The Generation 14plus competition will open with the previously announced off-Bollywood production “Road, Movie,” by Dev Benegal. Pic is described as a tribute to India’s mobile cinema culture.

Also previously announced, Pedro Gonzalez-Rubio’s Mexican drama “To the Sea,” the story of a father and son set in a nature reserve in the Mexican Caribbean, kicks off the Generation Kplus competition.

Among the section’s short film selections is Spike Jonze’s “I’m Here,” which illustrates that robots are also capable of passionate love.

The Generation program comprises 28 features (among them 10 world premieres and five international preems) and 28 short films from 31 countries.

Meanwhile, the Berlinale’s Culinary Cinema section, which runs Feb. 14-19, has unveiled 11 films revolving around the relationship between food and love, nature and the environment.

Unspooling in the nearby Martin Gropius Bau venue, which houses the European Film Market, Culinary Cinema also includes dinner, with culinary delights by star chefs.
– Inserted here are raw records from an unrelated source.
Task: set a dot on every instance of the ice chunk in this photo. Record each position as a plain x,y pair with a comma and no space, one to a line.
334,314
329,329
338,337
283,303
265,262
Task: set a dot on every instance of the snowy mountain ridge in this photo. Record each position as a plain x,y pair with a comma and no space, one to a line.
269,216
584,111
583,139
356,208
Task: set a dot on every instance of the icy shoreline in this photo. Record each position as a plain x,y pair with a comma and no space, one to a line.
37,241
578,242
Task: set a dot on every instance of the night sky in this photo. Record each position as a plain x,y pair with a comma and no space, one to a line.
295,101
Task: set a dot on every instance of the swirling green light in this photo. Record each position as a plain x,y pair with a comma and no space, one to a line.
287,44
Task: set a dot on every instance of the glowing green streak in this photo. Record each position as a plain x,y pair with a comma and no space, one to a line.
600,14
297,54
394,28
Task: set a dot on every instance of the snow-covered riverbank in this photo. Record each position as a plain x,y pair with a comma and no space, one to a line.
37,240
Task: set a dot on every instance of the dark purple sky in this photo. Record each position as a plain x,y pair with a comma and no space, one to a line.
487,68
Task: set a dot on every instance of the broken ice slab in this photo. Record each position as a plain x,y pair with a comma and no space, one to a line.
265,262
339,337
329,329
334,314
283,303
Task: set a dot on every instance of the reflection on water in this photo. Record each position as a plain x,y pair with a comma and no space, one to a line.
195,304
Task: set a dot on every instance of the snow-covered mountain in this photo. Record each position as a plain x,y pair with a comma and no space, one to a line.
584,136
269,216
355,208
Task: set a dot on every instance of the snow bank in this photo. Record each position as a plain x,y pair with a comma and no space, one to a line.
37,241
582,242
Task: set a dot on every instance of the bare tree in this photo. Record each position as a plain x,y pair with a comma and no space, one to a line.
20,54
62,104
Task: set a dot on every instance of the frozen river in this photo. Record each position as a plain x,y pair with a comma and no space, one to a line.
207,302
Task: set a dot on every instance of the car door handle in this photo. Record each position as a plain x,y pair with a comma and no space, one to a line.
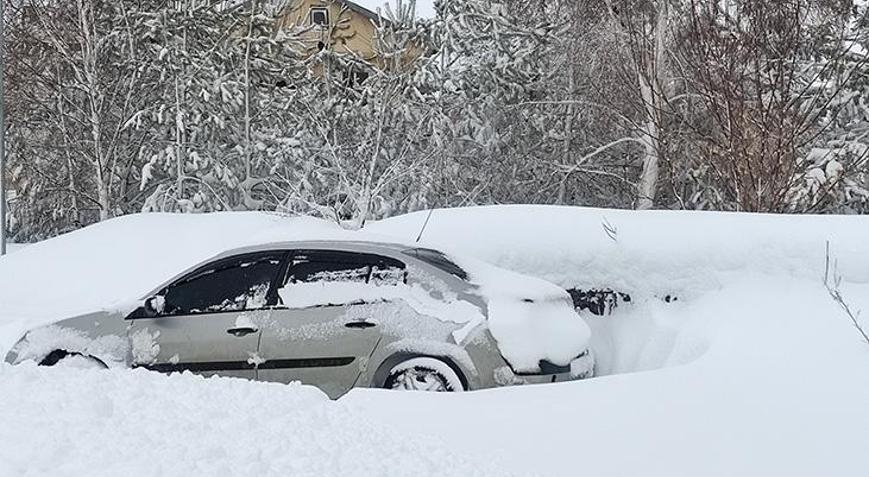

“The concept for the series has proven successful,” said Berlinale topper Dieter Kosslick. “We show films that whet our audiences’ appetites and then we cook for them. Though we also show films that ruin their appetites. For instance, films that open their eyes to the catastrophic global food situation.”

Tilda Swinton, last year’s Berlinale jury prexy, will join director Luca Guadagnino to present the film “Io sono l’amore” (I Am Love), which kicks off this year’s Culinary Cinema.

Other screeners include Fredrik Gertten’s “Bananas!*,” which examines unscrupulous production of this tropical fruit by a large U.S. company; “Iranian Cookbook,” by Iranian filmmaker Mohammad Shirvani; and Chris Smith’s “Collapse,” about a former CIA agent who has visions of a world without crude oil.

Pre-sales for the Culinary Cinema begin online on Jan. 18.

The Berlin Film Festival runs Feb. 11-21.